Regionalmanagement Thüringer Bogen:

Den Besucher machen Hinweisschilder auf die Streuobstwiese aufmerksam. Das zeigt: Die Hainaer wissen, welchen Schatz sie da unmittelbar vor ihrer Haustüre haben. Streuobstwiesen sind nicht selten Schutzort seltener Obstsorten. Seit Jahrzehnten allerdings wurden keine neuen Bestände angelegt; unter den aktuellen Marktbedingungen sind sie nicht wirtschaftlich. Allerdings hat der Freistaat Thüringen erkannt: Naturschutz, Landschaftspflege und letztlich der Erhalt seltener Sorten sind von öffentlichem Interesse und hat ein Programm zum Schutz der Streuobstwiesen aufgelegt. Davon hat auch die etwa fünf Hektar große Anlage in Haina im Gothaer Land profitiert.

Die Hainer nutzen die Ernte von ihrer hoch über dem Nessetal gelegenen Streuobstwiese nicht erst, seit Thüringen sein Herz für diese entdeckt hat. Der nahegelegene Kindergarten nutzt die Früchte schon lange für einen abwechslungsreichen Speiseplan für die Kleinen. Das bedeutete auch Pflegemaßnahmen für den Bestand. Diese bekamen allerdings eine umfassendere Struktur, seit sich die Natura 2000-Station Gotha/Ilm-Kreis in Mühlberg der Anlagen annahm. Hier werden die Fördermittel vom Freistaat koordiniert. Für Haina bedeutete das konkret, dass neben Baumschnittmaßnahmen auch eine Sortenbestimmung vorgenommen wurde. Und die brachte Erstaunliches zu Tage.

Dafür zeichnete Ingo Rintisch, Gärtnermeister und Pomologe aus Herbsleben, verantwortlich. Vor Jahresfrist nahm er die Kernobstfrüchte unter die Lupe. Auf der Fläche haben die Hainer im Laufe der Zeit beachtliche 82 Obstsorten gepflanzt.  68 davon sind Kernobst, der Rest Steinobst.
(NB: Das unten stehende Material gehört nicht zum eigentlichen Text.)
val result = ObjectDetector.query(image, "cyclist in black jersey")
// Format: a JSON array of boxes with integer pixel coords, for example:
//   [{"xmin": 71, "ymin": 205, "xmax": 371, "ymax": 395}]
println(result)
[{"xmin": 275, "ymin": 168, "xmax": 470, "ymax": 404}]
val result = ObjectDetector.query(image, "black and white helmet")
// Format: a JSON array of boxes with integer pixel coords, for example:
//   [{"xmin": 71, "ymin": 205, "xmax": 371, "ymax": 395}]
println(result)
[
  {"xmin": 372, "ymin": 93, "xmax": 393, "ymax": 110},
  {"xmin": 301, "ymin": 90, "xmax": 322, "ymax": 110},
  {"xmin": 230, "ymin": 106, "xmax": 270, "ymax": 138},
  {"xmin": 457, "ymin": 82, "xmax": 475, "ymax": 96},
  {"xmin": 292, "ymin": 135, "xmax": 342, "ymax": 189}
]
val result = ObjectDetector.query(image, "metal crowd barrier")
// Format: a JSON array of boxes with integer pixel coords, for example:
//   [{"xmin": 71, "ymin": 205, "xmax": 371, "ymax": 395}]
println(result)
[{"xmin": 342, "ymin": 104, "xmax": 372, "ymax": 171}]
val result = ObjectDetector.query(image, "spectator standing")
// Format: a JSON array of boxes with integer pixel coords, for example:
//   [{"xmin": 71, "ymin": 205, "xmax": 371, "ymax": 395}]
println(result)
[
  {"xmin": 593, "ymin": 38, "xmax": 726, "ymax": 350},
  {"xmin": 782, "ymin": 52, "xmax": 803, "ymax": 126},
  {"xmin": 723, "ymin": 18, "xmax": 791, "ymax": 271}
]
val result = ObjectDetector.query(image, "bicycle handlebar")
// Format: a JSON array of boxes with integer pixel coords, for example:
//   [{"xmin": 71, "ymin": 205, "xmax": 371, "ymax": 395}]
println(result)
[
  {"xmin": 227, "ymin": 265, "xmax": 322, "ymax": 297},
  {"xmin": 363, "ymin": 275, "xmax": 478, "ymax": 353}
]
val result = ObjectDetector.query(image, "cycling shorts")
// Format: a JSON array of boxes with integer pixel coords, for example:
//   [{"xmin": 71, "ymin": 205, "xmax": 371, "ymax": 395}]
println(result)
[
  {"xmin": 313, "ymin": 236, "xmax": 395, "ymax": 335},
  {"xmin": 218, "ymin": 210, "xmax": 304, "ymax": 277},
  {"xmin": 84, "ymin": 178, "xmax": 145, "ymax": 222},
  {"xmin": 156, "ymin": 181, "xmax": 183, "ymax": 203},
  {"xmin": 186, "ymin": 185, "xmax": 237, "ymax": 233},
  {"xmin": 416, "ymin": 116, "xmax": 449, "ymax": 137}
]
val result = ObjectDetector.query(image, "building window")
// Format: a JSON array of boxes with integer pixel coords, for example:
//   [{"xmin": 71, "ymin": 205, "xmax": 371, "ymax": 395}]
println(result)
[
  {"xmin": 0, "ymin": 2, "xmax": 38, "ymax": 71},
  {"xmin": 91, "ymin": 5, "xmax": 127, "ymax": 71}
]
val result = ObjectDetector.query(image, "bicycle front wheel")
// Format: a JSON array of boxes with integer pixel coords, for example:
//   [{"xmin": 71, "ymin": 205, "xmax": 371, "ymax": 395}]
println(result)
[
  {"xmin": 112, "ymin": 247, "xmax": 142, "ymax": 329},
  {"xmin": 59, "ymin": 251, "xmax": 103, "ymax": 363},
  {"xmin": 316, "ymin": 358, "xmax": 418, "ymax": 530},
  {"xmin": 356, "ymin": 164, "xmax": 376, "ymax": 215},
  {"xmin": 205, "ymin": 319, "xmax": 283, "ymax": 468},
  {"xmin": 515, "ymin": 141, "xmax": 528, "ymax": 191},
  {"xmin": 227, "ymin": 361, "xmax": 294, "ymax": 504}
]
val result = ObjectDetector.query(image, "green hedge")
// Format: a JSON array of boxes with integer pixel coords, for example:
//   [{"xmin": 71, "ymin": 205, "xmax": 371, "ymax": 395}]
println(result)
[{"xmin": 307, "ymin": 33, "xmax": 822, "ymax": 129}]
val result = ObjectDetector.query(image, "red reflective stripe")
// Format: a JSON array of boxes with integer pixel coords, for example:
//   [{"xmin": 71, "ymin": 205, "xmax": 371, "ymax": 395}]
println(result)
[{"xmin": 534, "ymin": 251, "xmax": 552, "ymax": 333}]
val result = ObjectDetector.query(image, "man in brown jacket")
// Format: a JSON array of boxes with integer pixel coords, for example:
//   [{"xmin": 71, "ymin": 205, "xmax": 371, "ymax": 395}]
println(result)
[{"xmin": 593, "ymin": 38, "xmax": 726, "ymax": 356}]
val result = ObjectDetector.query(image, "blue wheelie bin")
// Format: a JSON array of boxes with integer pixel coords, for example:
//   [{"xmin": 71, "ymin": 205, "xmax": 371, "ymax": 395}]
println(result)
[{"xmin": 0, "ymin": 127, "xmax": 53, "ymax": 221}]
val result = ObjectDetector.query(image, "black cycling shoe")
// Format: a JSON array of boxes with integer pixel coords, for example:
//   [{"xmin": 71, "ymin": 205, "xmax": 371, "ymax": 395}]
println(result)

Letzterem widmete sich Annette Braun-Lüllemann, die herausfand, dass ausschließlich Sorten, die zu DDR-Zeit gezogen wurden, dort stehen. Keine Aufreger beim Steinobst also, dennoch gibt es das Prädikat schützenswert.

Anders sieht es beim Kernobst aus. „Die Vielfalt ist überraschend“, sagt Rintisch. Und bei einigen der Sorten, die er identifizierte, schnalzt er mit der Zunge. „Der Rote Winterkalvill ist höchst selten. Und die Graue französische Renette habe ich in Thüringen überhaupt noch nicht gesehen.“ Nils Heinrich von der Natura 2000-Station Gotha/Ilm-Kreis nickt bestätigend. „In Haina kommen sieben Obstsorten vor, die als selten oder extrem selten gelten.“  Und er zählt auf: Boikenapfel und Renette aus Orleans, Stuttgarter Gaishirtle, Großherzog von Baden und Diels Butterbirne. Einige davon sind in Thüringen rar, anderswo nicht, andere kommen deutschlandweit kaum noch vor. „Und es gibt auf der Karte der Hainaer Streuobstwiese noch weiße Flecken“, sagt der Pomologe. Da, wo sich vor Jahresfrist keine Früchte entwickelten, hofft er nun auf diesen Herbst, um weitere Sorten zu bestimmen.

Die seltenen Sorten tragen seit Sommer Schilder aus wetterfesten Planen gefertigt, auf denen über Sorte und Eigenschaften informiert wird, ebenso sind die Früchte abgebildet. Ein Spaziergang über die Hainaer Streuobstwiese ist auch ein Ausflug in die Geschichte der Obstkultivierung. Damit die Vielfalt erhalten bleibt, hat Nils Heinrich Reiser von den Raritäten gezogen, Ingo Rintisch kümmert sich in seiner Gärtnerei um die Aufzucht. Damit können altersbedingte Verluste ausgeglichen werden. Auf weiteren Streuobstwiesen im Landkreis sollen ebenso die Sorten bestimmt werden. Das betrifft den Seeberg, den Kirchberg in Kornhochheim und die Wiese im Ochsengarten Mühlberg. Sie alle sind ortsnah und damit für viele Interessenten gut erreichbar.